AP & Gradient economy
Two currencies run combat: AP (per character, the skill fuel) and the Gradient gauge (party-wide, the ultimate fuel). Both are earned by playing well on defense as much as offense, which is what welds the reactive layer to the strategic layer.
AP: earned by hand
AP is displayed as pips under each character portrait. The flows:
| Source | AP |
|---|---|
| Base Attack | +1 |
| Each successful Parry | +1 per parried hit |
| Perfect Dodge with the Dodger Picto (and similar Luminas) | +1, once per turn |
| Small/regular Energy Tint (item) | +3 or more to one ally |
| Skills | −3 to −7 typical |
| Aim shots | −1 each |
The tutorial duel drills the base loop: attack to bank AP, spend it on skills. The right panel already advertises the other half: Gustave's arm charges "by dealing damage, dodging & parrying." Source: Game UI Database.

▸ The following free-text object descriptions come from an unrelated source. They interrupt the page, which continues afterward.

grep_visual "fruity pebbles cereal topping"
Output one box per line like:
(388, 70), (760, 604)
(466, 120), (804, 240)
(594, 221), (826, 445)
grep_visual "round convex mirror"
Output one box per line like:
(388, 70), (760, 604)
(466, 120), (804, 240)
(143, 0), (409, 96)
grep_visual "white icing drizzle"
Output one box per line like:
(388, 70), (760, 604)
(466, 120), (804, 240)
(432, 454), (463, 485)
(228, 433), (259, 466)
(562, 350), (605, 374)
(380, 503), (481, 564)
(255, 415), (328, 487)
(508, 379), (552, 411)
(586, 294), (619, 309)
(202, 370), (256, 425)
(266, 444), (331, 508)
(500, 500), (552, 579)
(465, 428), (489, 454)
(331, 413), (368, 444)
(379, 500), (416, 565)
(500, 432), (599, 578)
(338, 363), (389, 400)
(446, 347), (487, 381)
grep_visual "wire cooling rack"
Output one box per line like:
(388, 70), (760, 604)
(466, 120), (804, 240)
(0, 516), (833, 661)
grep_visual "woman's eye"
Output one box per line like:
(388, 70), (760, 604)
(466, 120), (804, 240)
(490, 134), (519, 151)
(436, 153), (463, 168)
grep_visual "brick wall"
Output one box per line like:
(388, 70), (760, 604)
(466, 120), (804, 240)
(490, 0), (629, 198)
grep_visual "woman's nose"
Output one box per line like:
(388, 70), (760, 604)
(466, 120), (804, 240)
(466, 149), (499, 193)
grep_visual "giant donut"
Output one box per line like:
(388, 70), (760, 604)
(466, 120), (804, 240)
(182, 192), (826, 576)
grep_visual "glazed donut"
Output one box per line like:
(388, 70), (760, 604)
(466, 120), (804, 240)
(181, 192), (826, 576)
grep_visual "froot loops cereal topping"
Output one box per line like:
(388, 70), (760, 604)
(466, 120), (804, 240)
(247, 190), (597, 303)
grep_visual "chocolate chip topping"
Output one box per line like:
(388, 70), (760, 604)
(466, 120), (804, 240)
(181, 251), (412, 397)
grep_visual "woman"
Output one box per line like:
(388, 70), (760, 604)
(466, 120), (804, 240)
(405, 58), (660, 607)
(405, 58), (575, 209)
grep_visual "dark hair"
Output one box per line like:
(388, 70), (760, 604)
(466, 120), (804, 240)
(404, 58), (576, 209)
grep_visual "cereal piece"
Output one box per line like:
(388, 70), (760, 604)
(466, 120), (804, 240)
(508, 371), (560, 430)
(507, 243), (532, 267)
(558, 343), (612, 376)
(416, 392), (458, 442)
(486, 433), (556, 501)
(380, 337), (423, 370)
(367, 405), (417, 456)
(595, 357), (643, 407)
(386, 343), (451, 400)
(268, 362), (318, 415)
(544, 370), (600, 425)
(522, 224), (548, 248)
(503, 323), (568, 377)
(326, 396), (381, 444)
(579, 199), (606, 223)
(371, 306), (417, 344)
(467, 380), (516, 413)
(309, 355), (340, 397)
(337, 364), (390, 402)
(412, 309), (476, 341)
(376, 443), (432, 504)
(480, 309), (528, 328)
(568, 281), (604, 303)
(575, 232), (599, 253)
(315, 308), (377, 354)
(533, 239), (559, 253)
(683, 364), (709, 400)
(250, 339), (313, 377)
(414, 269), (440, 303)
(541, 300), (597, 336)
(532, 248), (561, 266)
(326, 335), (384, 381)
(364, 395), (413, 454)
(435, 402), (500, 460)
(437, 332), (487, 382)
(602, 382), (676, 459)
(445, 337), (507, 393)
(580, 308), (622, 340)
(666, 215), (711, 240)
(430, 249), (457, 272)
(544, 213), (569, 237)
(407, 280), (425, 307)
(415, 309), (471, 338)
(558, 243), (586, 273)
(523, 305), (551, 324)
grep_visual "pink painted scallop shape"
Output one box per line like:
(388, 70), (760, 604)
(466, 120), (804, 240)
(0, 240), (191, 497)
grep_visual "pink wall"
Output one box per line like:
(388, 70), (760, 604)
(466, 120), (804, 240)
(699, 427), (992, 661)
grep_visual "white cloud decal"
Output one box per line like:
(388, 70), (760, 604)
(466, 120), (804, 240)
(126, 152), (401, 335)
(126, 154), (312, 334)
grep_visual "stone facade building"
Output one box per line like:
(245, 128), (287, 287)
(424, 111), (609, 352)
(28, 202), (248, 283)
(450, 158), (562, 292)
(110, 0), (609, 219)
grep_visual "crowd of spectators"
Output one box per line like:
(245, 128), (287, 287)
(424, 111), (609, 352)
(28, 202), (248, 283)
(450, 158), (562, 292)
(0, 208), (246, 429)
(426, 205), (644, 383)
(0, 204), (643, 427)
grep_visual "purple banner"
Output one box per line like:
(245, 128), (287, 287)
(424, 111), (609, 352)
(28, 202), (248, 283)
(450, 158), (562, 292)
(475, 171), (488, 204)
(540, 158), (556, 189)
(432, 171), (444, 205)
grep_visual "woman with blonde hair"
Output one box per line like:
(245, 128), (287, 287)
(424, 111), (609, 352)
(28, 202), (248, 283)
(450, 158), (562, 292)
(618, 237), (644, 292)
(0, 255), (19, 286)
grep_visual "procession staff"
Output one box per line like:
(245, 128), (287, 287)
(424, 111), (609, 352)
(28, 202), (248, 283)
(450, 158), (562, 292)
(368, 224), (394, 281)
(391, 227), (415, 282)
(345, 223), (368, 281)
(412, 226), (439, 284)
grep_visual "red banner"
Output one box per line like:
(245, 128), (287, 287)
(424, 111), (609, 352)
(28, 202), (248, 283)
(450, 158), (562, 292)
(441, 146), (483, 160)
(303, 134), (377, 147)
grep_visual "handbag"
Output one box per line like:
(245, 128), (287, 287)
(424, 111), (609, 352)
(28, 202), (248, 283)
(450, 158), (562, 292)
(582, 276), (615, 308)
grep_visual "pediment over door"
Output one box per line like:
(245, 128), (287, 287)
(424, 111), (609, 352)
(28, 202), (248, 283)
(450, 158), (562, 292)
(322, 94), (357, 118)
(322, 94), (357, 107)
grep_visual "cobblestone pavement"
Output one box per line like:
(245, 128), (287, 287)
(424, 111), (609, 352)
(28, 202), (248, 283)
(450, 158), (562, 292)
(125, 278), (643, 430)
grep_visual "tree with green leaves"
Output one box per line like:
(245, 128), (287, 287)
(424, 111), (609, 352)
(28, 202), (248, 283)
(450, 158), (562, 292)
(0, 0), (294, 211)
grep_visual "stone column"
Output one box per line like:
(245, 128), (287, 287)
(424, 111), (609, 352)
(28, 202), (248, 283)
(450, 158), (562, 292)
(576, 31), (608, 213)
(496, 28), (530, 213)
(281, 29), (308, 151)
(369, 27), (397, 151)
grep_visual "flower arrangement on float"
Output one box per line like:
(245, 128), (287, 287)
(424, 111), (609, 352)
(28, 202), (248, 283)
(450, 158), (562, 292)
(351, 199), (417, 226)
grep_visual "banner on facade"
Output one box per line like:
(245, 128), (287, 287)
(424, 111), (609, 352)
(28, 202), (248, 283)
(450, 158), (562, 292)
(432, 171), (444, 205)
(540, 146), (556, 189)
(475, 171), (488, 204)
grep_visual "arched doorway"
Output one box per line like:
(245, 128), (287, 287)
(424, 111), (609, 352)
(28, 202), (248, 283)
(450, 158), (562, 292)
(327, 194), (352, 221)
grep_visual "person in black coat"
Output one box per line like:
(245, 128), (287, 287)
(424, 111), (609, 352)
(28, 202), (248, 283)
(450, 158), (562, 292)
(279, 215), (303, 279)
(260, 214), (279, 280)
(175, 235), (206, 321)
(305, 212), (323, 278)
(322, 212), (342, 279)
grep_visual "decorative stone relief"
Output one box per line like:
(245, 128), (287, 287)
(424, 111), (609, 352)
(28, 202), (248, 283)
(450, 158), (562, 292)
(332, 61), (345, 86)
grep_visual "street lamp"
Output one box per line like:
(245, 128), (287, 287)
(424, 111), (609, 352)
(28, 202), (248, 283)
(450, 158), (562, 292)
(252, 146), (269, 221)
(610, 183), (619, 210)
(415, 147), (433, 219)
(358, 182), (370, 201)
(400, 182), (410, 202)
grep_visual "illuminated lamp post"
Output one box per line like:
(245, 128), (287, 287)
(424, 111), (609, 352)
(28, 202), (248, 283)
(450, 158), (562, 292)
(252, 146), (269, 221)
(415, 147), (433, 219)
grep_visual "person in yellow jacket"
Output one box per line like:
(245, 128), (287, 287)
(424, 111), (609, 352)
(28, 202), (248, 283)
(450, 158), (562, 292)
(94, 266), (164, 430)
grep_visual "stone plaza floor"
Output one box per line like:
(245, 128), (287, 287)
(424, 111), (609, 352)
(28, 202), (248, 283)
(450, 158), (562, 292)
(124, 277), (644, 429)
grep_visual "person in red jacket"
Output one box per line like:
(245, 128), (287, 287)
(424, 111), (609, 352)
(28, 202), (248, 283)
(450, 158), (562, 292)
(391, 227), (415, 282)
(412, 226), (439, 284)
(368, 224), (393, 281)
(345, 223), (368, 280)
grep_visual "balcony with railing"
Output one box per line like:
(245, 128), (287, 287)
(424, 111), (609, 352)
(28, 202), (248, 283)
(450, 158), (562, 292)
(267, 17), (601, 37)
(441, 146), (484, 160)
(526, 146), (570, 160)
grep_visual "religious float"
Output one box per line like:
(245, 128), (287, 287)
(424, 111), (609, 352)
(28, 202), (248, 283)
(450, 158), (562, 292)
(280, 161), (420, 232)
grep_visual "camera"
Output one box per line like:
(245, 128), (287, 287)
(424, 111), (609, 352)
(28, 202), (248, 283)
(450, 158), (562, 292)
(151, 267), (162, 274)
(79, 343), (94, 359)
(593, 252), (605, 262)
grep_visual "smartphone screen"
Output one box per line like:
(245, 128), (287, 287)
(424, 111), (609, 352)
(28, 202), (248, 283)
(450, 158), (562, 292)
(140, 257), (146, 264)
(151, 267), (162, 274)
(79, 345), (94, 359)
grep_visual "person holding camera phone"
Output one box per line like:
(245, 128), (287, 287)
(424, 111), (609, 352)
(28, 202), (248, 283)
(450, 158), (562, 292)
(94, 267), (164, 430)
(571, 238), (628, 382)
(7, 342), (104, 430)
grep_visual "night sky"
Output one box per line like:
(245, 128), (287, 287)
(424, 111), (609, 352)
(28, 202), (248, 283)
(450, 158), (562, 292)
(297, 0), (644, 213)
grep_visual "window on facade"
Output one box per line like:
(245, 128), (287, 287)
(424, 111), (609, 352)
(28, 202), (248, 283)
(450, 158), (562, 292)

The consequence: your defensive performance funds your offense. A player who parries a four-hit string comes out of the enemy turn richer than they entered it; a player who face-tanks pays twice, in health and in tempo. This is the sharpest economic statement in the design, and also the root of its most-criticized dynamic (parry strictly dominates dodge for anyone who can execute it; see design tensions).
Skill select mid-fight: Lumière Assault (3 AP, crits generate an extra Charge) vs Overcharge (4 AP, spends all Charges). Costs sit right on the buttons. Source: Game UI Database.
The Gradient gauge
Below the party frames sits a shared segmented bar that fills as the fight goes on: dealing damage, taking turns, defending well. It pays for two things:
- Gradient Attacks: per-character cinematic ultimates unlocked through the story, costing one or more full segments.
- Gradient Counters: the only answer to attacks flagged with the special indicator, which can't be parried.
Because the gauge is party-wide, spending it is a group decision: a Gradient Counter spent to survive is an ultimate you can't cash later. One pool, two uses, offense vs insurance: shared-party-gauge logic applied at the per-fight timescale, a close cousin of the fixed budgets in loadout-as-budget.
Items: tints
Tints: Healing (30% HP), Energy (+3 AP), Revive (30% HP ally revive). Stock is small and refills at every expedition flag, Estus-style, so hoarding is pointless and using them is never a long-term loss. Source: Game UI Database.
The refill-at-flag design (see world & camp) keeps the item economy per-attempt instead of per-playthrough: a deliberate anti-hoarding stance borrowed from Souls bonfires rather than from JRPG shopping.
Patterns this exemplifies
shared-party-gauge: one party-wide resource with competing offensive and defensive uses.reactive-turn-based: the AP flows are what make the real-time layer strategically legible rather than cosmetic.